The "Dollars per reader per month" column should perhaps have been labeled
"cost per reader per month". It's true that there is no guarantee that those
numbers are anything resembling dollars, but it is also true that whatever
units they are in, they are the same for all newsgroups and therefore can be
compared in ratio. In other words, if net.religion.christian (the most
expensive group per reader) costs 30.00 units per reader, and net.cooks
costs 1.00 unit per reader, then it is quite true that
net.religion.christian is 30 times more expensive than net.cooks FOR THE
SAMPLED POPULATION. Whether it is 30 times more expensive for the whole
network, or only 25 times more expensive, or 35 times more expensive, is
determined with the same accuracy as the readership ratios, which I believe
to be 25%.

The way to improve the data, of course, is to take more of it.

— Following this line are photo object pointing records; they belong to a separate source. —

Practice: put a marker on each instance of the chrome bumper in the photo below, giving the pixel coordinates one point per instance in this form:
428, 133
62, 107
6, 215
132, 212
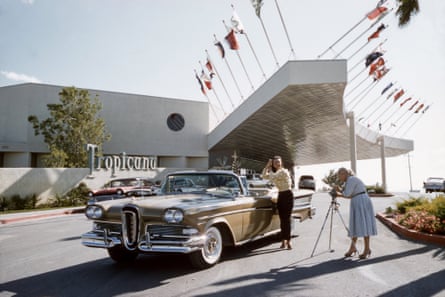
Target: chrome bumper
101, 240
192, 244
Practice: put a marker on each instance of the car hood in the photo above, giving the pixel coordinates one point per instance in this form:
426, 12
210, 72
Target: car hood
154, 206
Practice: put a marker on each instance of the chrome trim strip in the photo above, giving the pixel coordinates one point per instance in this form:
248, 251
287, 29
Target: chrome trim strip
92, 239
184, 247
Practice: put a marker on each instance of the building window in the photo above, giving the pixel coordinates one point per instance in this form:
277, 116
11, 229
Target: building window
175, 122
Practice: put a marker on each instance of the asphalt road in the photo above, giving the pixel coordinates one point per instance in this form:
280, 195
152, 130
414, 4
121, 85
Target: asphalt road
44, 257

Send in your
arbitron results to netsurvey@glacier.
-- 
	Brian Reid	decwrl!glacier!reid
	Stanford	reid@SU-Glacier.ARPA

chris@minnie.UUCP (Chris Grevstad) (03/20/86)

lauren@vortex.UUCP (Lauren Weinstein) says:
>Just a technical point about polling.  Comparing Usenet polls of this
>sort to Gallup, Nielson (they're the ones with the boxes on the TV's,
>not Arbitron), ...

Just a small thing here.  My family was recently a Nielson family and they did
NOT hook up a box to our tv.  Rather, they gave us a logbook in which we
recorded our viewing for the day.  ALthough there were some shows that I did
not watch that I think are worthwhile, I was sorely tempted to report that I
did watch them.  This certainly makes me wonder about the validity of the
Nielson ratings.

-- 
	Chris Grevstad
	{sdcsvax,hplabs}!sdcrdcf!psivax!nrcvax!chris
	ucbvax!calma!nrcvax!chris
	ihnp4!nrcvax!chris

   "No, I'll tell you the truth.  She was a striptease dancer.  I saw
    her first in an obscene movie, one of those things in obscenacolor.
    Naked of course. They had a Kodiak bear strapped to a table, muzzled..."

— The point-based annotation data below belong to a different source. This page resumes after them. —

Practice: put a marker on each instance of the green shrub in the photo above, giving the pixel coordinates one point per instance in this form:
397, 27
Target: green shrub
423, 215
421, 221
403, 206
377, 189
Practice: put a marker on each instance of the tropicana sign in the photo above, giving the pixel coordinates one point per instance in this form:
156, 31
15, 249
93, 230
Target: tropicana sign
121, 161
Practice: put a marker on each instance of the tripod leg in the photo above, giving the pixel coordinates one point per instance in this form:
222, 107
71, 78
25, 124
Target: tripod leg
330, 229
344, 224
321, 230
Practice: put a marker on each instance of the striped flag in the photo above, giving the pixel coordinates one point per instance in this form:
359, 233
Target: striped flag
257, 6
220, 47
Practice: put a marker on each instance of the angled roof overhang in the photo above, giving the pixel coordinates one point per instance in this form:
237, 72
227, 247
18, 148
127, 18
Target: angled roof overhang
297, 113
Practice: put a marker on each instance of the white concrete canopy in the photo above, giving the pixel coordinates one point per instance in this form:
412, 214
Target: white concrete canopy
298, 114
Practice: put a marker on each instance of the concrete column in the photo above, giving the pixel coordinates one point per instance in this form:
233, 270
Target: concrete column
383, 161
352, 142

lauren@vortex.UUCP (Lauren Weinstein) (03/22/86)

A large portion of Nielson TV ratings that are normally involved
with the small sample of "box" families are the
"overnight" rating and share figures.  Nielson and the other
ratings firms also rely very heavily on user-maintained logs for
information.  The accuracy of these logs is frequently called
into question by various groups.  In fact, the accuracy of the boxes
is also questioned, since there is evidence that some families in the
small sample may try "stack" the statistics in various ways by leaving
the TV on when nobody is watching and similar tactics.  How much
effect they actually have with such tactics is difficult to determine.

--Lauren--

chuq@sun.uucp (Chuq Von Rospach) (03/22/86)

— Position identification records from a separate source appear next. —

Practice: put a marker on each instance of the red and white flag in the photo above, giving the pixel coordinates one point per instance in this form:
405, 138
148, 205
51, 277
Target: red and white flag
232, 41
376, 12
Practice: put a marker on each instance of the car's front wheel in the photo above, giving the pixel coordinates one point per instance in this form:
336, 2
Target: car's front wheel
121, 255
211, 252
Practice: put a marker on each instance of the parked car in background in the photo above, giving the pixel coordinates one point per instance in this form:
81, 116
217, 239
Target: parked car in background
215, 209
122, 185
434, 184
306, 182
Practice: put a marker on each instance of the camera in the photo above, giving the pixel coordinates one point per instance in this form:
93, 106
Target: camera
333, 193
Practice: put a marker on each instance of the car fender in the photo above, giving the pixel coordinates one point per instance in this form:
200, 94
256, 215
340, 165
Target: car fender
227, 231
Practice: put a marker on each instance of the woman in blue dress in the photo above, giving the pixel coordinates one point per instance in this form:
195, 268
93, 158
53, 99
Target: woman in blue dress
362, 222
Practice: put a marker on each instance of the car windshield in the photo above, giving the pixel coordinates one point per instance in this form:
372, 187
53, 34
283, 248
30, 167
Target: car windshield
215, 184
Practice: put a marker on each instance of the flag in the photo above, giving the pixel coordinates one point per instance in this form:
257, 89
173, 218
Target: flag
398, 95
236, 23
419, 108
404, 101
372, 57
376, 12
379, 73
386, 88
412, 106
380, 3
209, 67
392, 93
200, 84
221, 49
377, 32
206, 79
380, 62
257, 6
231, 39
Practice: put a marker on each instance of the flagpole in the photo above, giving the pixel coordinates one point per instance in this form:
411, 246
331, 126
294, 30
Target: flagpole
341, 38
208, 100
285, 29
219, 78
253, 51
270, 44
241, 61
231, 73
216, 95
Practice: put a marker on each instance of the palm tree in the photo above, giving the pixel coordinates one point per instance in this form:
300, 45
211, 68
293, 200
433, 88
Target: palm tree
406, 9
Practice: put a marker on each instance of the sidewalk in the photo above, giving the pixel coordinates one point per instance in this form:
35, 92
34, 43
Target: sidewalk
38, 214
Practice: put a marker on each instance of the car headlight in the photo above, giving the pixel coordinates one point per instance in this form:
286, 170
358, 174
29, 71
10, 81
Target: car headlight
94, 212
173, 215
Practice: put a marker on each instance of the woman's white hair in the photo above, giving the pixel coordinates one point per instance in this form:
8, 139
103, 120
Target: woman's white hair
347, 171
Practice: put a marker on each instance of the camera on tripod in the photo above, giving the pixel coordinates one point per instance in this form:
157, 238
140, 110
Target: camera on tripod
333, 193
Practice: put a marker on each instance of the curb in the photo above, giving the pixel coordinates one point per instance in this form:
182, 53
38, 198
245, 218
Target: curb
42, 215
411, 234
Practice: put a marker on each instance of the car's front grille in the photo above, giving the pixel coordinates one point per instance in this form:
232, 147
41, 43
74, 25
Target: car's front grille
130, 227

> lauren@vortex.UUCP (Lauren Weinstein) says:
> >Just a technical point about polling.  Comparing Usenet polls of this
> >sort to Gallup, Nielson (they're the ones with the boxes on the TV's,
> >not Arbitron), ...
> 
> Just a small thing here.  My family was recently a Nielson family and they did
> NOT hook up a box to our tv.  Rather, they gave us a logbook in which we
> recorded our viewing for the day.  ALthough there were some shows that I did
> not watch that I think are worthwhile, I was sorely tempted to report that I
> did watch them.  This certainly makes me wonder about the validity of the
> Nielson ratings.

Neison does two types of rating. The ratings you all hear about are based on
the rating boxes hooked up to TV's at 'Neilson Family' households. They do a
secondary and much larger survey using TV diaries to keep track of the 
validity of their family mix and make sure their smaller sample is really
valid. There does tend to be a bit of cheating in both the diary and box
samples (for example, it used to be that the boxes couldn't tell which
UHF station was tued to, to it was preset to a specific preferred UFH
channel, which got the vote regardless of the channel really tuned to) but
statistically they tend to wash out.

chuq

-- 
:From catacombs of a past participle:   Chuq Von Rospach 
chuqi%plaid@sun.ARPA			FidoNet: 125/84
CompuServe: 73317,635
{decwrl,decvax,hplabs,ihnp4,pyramid,seismo,ucbvax}!sun!plaid!chuq

I used to really worry about splitting my infinitives until I realized
that most people had never heard of them.